Admir Cejvanovic n'est pas le nom le plus familier des HSBC World Rugby Sevens Series, mais son histoire est pour le moins atypique. Sélectionné par le Canada depuis le début de la saison et ce week-end à Vancouver, Cejvanovic a fait ses débuts lors du tournoi de Dubaï la saison passée où il est devenu, à ce moment, le premier joueur international de rugby à 7 né en Bosnie.
Mais l'histoire de Cejvanovic remonte à bien plus loin. Né en Bosnie en plein conflit yougoslave en 1990, il a passé ses premières années dans un camp de réfugiés en Croatie avant d'être recueilli par une paroisse puis d'être déplacé à Burnaby, près de Vancouver, en 1994.
« Ma mère et moi sommes arrivés au Canada en 1994 », raconte-t-il. « En 1992, nous avons bougé en Croatie pour trouver refuge jusqu'à ce que ma mère obtienne des papiers pour aller au Canada. Nous avions le choix entre les Etats-Unis et le Canada et ma mère a opté pour Vancouver, pensant que la vie y serait meilleure.
« C'était la partie la plus dure : devions-nous rester en attendant que la guerre se termine ou devions-nous faire nos bagages et partir ? Si vous demandez à ma mère aujourd'hui, elle vous dira que partir était la meilleure décision, à 100 %. Au Canada, nous travaillons pour le plaisir, pour faire ce que nous voulons faire. Dans mon pays d'origine, vous n'avez pas le choix, vous devez travailler pour avoir à manger dans votre assiette. Ma mère m'a donné cette opportunité de découvrir un nouveau style de vie.
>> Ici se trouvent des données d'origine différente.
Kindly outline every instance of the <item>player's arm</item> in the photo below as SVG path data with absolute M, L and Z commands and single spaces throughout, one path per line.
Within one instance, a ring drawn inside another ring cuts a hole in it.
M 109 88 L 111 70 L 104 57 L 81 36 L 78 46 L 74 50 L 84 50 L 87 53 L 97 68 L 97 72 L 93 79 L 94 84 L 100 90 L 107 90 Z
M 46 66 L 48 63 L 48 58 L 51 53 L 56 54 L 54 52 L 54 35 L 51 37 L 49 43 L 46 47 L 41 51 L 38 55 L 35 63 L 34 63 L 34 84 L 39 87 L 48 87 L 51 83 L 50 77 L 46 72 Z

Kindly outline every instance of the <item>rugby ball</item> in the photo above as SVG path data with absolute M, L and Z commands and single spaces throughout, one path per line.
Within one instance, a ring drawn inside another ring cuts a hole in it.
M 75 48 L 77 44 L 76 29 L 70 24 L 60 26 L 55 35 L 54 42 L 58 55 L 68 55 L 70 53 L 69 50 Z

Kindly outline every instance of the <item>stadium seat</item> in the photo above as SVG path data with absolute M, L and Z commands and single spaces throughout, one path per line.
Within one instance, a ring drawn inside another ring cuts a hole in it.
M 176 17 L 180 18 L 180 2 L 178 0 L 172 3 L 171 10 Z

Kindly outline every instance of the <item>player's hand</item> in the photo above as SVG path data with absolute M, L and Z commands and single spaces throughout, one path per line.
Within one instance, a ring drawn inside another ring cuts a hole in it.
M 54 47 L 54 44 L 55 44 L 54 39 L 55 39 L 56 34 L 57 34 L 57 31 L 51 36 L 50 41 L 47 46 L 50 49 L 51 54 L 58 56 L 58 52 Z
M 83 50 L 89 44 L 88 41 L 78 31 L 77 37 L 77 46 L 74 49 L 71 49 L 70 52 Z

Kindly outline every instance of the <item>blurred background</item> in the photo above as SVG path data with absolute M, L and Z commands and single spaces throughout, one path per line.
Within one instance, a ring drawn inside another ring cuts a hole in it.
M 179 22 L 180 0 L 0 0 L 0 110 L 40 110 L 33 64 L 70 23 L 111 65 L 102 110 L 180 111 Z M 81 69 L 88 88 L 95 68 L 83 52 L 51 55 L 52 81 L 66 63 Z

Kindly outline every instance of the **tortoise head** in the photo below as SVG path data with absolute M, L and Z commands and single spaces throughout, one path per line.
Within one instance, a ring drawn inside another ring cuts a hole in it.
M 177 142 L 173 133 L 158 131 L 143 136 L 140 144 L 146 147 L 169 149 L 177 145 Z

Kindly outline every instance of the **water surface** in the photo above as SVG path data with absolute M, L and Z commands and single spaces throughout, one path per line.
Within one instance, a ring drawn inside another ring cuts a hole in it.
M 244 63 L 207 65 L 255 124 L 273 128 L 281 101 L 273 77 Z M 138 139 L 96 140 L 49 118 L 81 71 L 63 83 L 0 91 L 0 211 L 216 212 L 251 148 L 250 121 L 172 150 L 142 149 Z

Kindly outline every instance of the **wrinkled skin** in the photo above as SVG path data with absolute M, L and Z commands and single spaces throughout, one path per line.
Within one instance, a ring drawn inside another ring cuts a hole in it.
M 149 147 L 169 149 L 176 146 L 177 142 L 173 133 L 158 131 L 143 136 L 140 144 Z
« Ma mère ne connaissait pas un mot d'anglais et avait un gamin de quatre ans sur les bras. Il y a eu des moments difficiles les premières années avant qu'on retombe sur nos pieds. Elle devait travailler dur pour s'en sortir, on a pas mal déménagé avant de nous établir à Burnaby qui est devenue notre maison.
« Comme la plupart des réfugiés, ma mère a commencé à faire le ménage chez des gens, à suivre des cours du soir pour apprendre l'anglais et retourner à l'école. Elle a toujours été ma source d'inspiration pour sans cesse devenir meilleur. »
Comment le rugby a changé sa vie
Le Néo-canadien avait le choix entre jouer au football – sport roi en Croatie – ou au rugby. C'est ce dernier sport qu'il a finalement choisi.
« A cette époque, chaque fois que j'arrivais sur un terrain de rugby, j'étais très à l'aise », poursuit celui qui a remporté une médaille d'or aux Pan American Games à Toronto en 2015. « J'ai commencé à jouer en club et j'ai toujours avancé. J'allais poursuivre en ligue masculine lorsque le 7 s'est présenté à moi. Je n'ai jamais pensé qu'un jour je jouerais au 7, mais je me souviens qu'un de mes entraîneurs m'avait encouragé à essayer. Je pensais que c'était fou car je jouais numéro 8, je courais partout et je plaquais énormément. Je n'avais pas cette finesse que demande cette discipline. Mais j'ai été invité à un entraînement et là j'ai vu ce que c'était vraiment. »
Cejvanovic est le premier à raconter comment le Canada, et le rugby, a changé sa vie, l'aidant à surmonter ses difficultés. Les valeurs de ce sport – ainsi que la détermination et le respect envers sa mère – sont autant de motivations qui ont contribué à faire de lui l'homme qu'il est devenu aujourd'hui.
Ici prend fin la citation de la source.